20 February 2013
The Maldives: no paradise for religious freedom
The Republic of the Maldives is best known as a luxury tourist destination with beautiful sandy beaches. A collection of 1,190 coral reef islands in the Indian Ocean, the Maldives lies to the south west of Sri Lanka. Only 200 islands are inhabited, with approximately one third of the 300,000 citizens and 65,000 migrant workers living in the crowded capital of Male.
But behind the image of 'the sunny side of life', this popular holiday destination denies religious freedom to its citizens and migrant workers. The Maldives is one of only a few countries in the world where only one faith can be practiced publicly, and the only nation which legally prescribes and enforces homogeneity in religion. Maldivians have to practise not only Islam, but a specific government version of Sunni Islam. The government's Supreme Council of Islamic Affairs writes the Friday sermon delivered at mosques by approved Imams, and prohibits discussion of religion without their explicit permission. Even prayer rituals are controlled. This lack of religious freedom means that the Maldives remains at number six on Open Doors UK's World Watch List 2013, making it one of the countries where faith costs the most.
In the Maldives churches are banned, evangelism is forbidden and strict state censorship exists. Any non-approved religious materials are banned, including holy books, CDs, DVDs and pictures. The internet, media and printed material are also censored, and migrants' luggage searched for prohibited items. A migrant worker told Forum 18 "We are not allowed to carry Bibles or any religious items. The reason is because the authorities feel threatened. They try to confiscate any such thing they discover." Control and intimidation exists even outside the country, with bookshop owners in India and Sri Lanka threatened for trying to sell religious literature in the Maldivian national language of Dhivehi.
Forum 18 reports that the Maldivian government avoids any commitment to religious freedom despite ratifying many international human rights standards. This is because they refer first to their constitution, which states that all Maldivian citizens are Muslims.Being Muslim is seen as inseparable from being a Maldivian, and preserving and protecting the state religion is officially the responsibility of every citizen (in Article 36 of the 2008 Constitution). The UN Special Rapporteur on Freedom of Religion or Belief, Asma Jahangir, called on the government in February 2007 to change the law, allowing all residents to choose their own religion or belief. This has not happened.
Maldivians suspected of converting from Islam have been imprisoned, labelled as 'traitors' and 'immature' and accused of being influenced by 'foreign forces'. They are released only when they sign a declaration that they believe in Islam, but are still regarded with suspicion, with some losing their jobs. Many non-Muslims are forced to perform Muslim prayer rituals to avoid being suspected, and police arrested over 70 people during Ramadan in 2008 for not fasting.

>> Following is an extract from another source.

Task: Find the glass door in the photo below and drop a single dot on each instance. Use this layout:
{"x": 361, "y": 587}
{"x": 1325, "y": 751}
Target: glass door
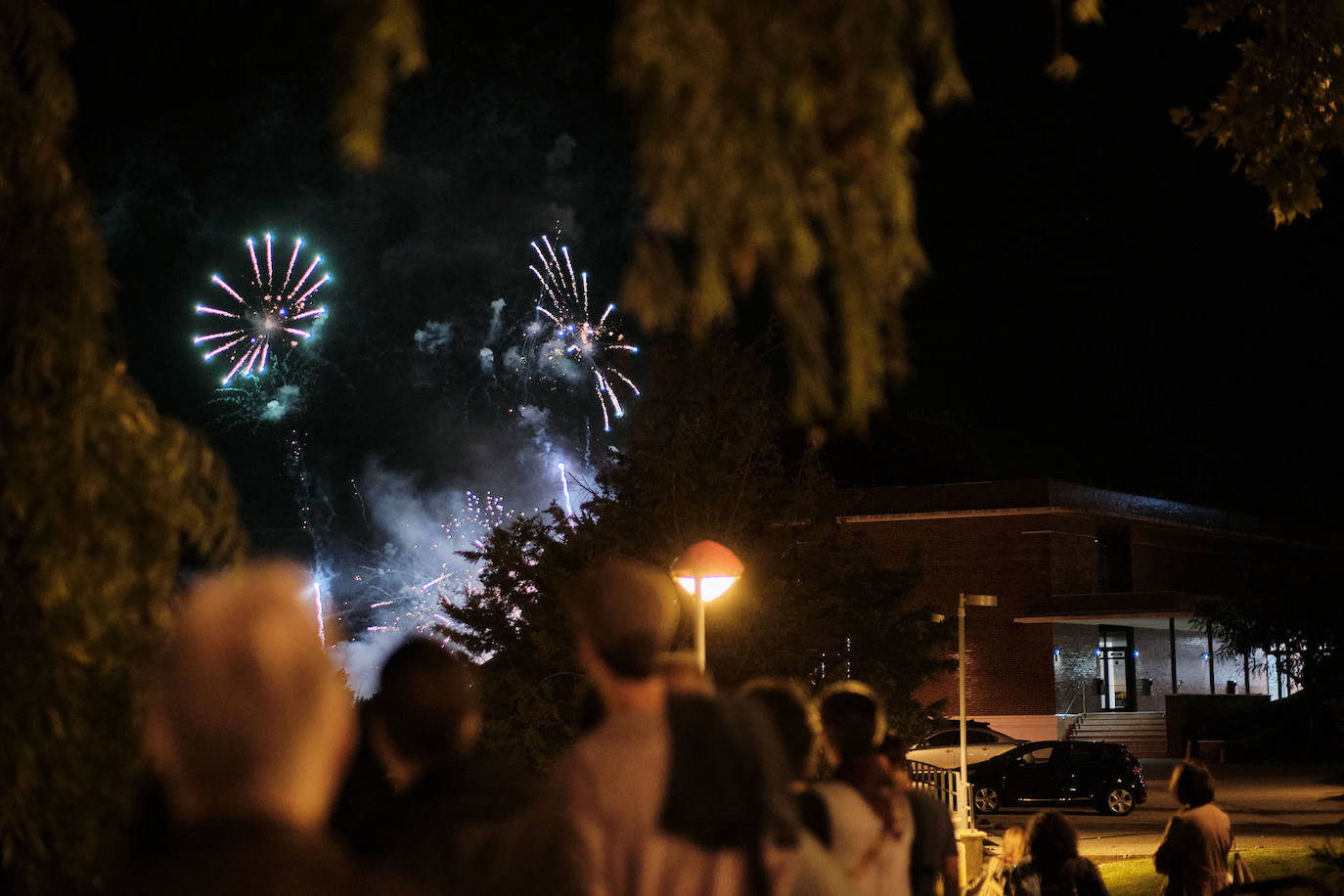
{"x": 1116, "y": 668}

Foreign workers are legally allowed to practice their faith, but only when Maldivians are not present. This often means they are never allowed to express their beliefs, as many work in crowded conditions and domestic servants have little privacy. Migrants fear police raids if they meet together, and many do not sing hymns or pray aloud even on their own for fear of being noticed.
A migrant worker was charged with child molestation and deported in August 2008, but his colleagues deny the allegations and insist that he was targeted for hosting a religious meeting. Alliance member Release International reported that in late 2011 an Indian Christian teacher, Shijo Kokkattu, was detained for fortnight after a Bible was found in his house in Raa Atoll during a police raid. He was charged with preaching Christianity and deported. It was also reported this month that a Bangladeshi Christian, Jathish Biswas, faced 23 days in jail and deportation following custom officials finding him with 11 books on Christianity in the local Dhivehi language (Release International, page 17).
- for strength, courage and protection for Maldivian Christians, and opportunities to meet together in safety
- that young Maldivians being educated outside the islands have the opportunity to hear the gospel
- for Maldivian national identity to be seen as separate from Islamic belief
- for Maldivian leaders to commit to religious freedom and change the laws which deny this to citizens and migrants.